Секс в кино и литературе - Бейлькин Михаил Меерович (бесплатные книги онлайн без регистрации txt) 📗
Все подобные опасения несостоятельны с научной и практической точки зрения. Если у мальчика головка члена плотно закрыта крайней плотью, то никакой песок внутрь не попадёт. Если же головка легко обнажается, то ничего не стоит промыть внутренний листок крайней плоти. Что касается мошонки, то она устроена по принципу радиатора: в холоде она подтягивается, чтобы предотвратить переохлаждение яичек, а чем жарче воздух, тем больше тепла она отдаёт. Африканские дети бегают целыми днями голыми и, как показала тысячелетняя история, жаркое солнце отнюдь не делает их бесплодными и сексуально неполноценными. Ношение тесных плавок не только не способствует правильному функционированию яичек, но и вредит ему.
Полезность же пребывания детей на нудистском пляже, где все загорают и купаются нагими, объясняется, прежде всего, психологическими причинами. Дети привыкают к наготе, своей и чужой; они научаются видеть особую красоту полностью обнажённого человеческого тела, не стыдясь её. Наблюдения, сделанные на нудистском пляже, могут дополнить знания, полученные любознательным мальчиком (“юным учёным”), изображённым на голландском плакате в новелле Давенпорта. Подобные дети никогда не станут визионистами или эксгибиционистами (так называют девиантных людей, подглядывающих за нагими женщинами или, тех, кто, внезапно появившись из-за укрытия, демонстрирует им собственные гениталии).
Словом, пропаганда нудизма в новеллах Давенпорта представляется сексологу вполне оправданной и психогигиенической.
В целом же, принцип альтруистического гедонизма, царящей в симпатичной семье из этой новеллы, бесспорно, может быть положен в основу, как полового воспитания, так и воспитания вообще.

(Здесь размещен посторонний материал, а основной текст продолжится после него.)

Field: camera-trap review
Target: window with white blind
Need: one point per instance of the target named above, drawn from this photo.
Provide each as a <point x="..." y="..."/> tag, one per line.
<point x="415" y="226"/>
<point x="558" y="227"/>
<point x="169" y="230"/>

Трудный подросток Джеремия стал объектом педагогических забот Расмуса, а также фру Оверсков, матери Адама и Питера. Пока что он весьма далёк от совершенства и, в частности, ворует деньги у своей воспитательницы. Расмус, однако, видит и явно обнадёживающие признаки: подражая новым друзьям, Адаму, Кристиану и Питеру, Джеремия усваивает их культурный лексикон.
“– Сродство дружбы, – сказала фру Оверсков. – Кажется, ты прав. Я тем временем, учусь вытаскивать из бумажника ровно столько банкнот, чтобы создавалось впечатление, будто ничего не произошло”.

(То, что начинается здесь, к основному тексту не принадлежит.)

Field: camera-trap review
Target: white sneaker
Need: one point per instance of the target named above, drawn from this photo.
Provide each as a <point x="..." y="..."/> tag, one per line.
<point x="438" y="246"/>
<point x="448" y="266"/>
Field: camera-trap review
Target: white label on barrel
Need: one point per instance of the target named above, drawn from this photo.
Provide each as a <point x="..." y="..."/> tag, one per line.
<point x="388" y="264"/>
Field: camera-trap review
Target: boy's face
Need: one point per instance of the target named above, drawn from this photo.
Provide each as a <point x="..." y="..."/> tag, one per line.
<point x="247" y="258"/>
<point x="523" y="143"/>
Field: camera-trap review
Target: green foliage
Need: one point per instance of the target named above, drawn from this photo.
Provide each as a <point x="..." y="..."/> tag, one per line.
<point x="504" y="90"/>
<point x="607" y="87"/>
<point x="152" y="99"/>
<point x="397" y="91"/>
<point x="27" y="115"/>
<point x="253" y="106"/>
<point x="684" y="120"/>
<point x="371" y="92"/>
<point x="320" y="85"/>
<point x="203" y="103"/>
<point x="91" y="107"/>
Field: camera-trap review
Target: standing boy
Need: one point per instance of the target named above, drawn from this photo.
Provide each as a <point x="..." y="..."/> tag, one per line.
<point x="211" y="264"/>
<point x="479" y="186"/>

Труднее всего привить Джереми цивилизованные манеры; очень уж энергично он их отвергает.
«– Я пробовала застольные манеры. <…> Как бы случайно болтала с ним о том, что знать какие-то простые повседневные вещи обходится дешевле, чем невежество. Моряк знает свои узлы и лини, солдат – команды, а молодой человек – застольные манеры. Я говорила, что у нас с Питером и Адамом такое правило: пока чему-то учишься, оно является самым важным на свете до тех пор, пока не станет твоей второй натурой. Мы это в игру превратили – с карточным столиком, приборами и тарелками. Ломоть морковного пирога был у нас бифштексом. Меня посетило вдохновение, и я предложила ему меняться: он научит меня чему-нибудь в обмен на то, чему научу его я.
– И чему, Гертруд, он тебя научил?
– Воровать в магазине “Ирма”».
Те теплота и терпение, с которыми фру Оверсков и Расмус, возятся с мальчиком, дают уверенность в том, что они своего добьются, и он станет настоящим человеком.

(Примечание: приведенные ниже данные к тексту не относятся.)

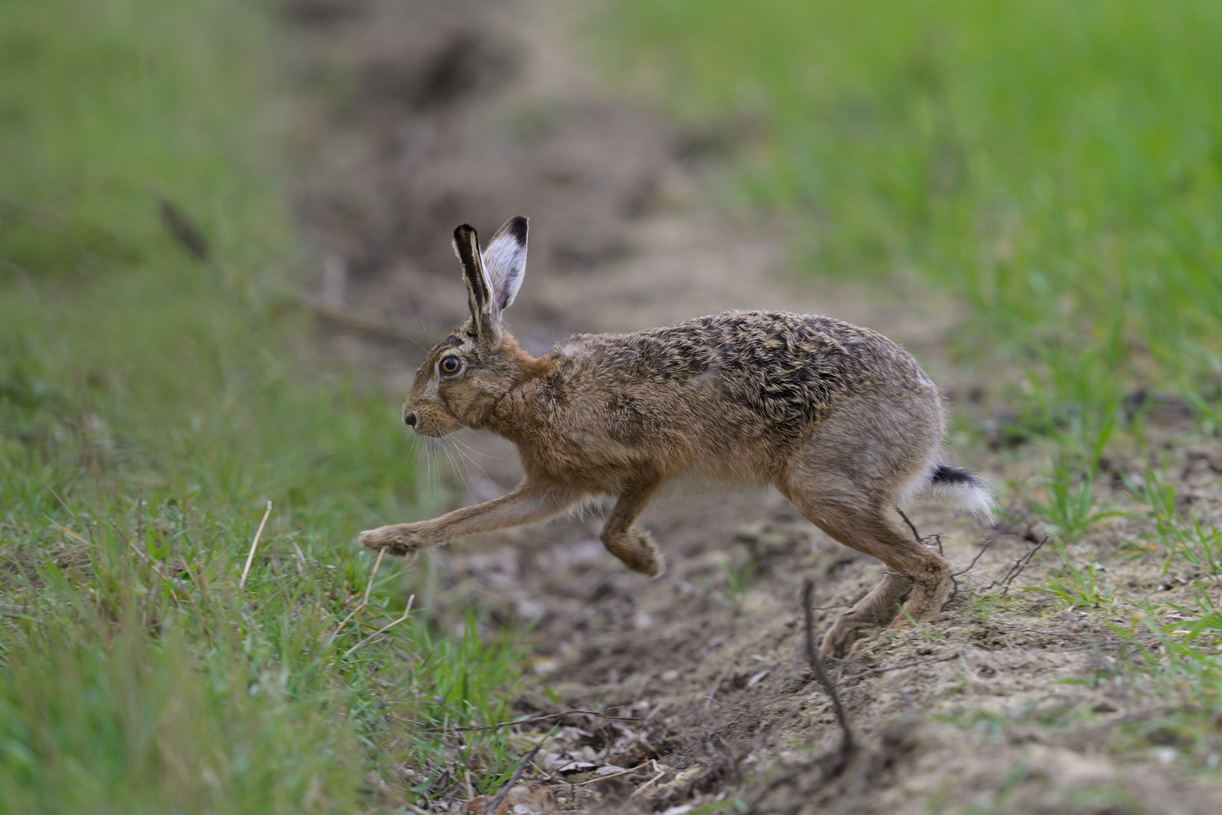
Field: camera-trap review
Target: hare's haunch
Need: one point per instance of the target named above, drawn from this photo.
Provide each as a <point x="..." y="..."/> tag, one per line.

Дети сексуальной революции
В новелле “Кардиффская команда” полно секса, масса доброжелательства и любви, хотя само это слово произносится крайне редко. Герои новеллы – парижане “Уолт и Сэм, обоим по двенадцать, друзья, похожие на братьев. <…> Аккуратные летние стрижки, белые футболки, линялые джинсовые бриджи, как у Андре Агасси, адидасы, толстые белые носки, спущенные на лодыжки; отхлёбывают кока-колу”.
Оба сидят в кафе на Плас Альма. “Сэм снял травинку с воротника Уолта, ухмыляясь, подталкивает того ногой под столом. Уолт, самоуверенный и счастливый, выудил какой-то крохотный листик из волос Сэма. У каждого по ухмылке”. Судя по мимике и жестам, оба демонстрируют друг другу следы их пребывания в укромном месте на лоне природы, где они занимались сексом или же имитировали его. Когда к ним за столик подсел их ровесник Сайрил, Сэм и Уолт тут же посвятили его во все свои тайны.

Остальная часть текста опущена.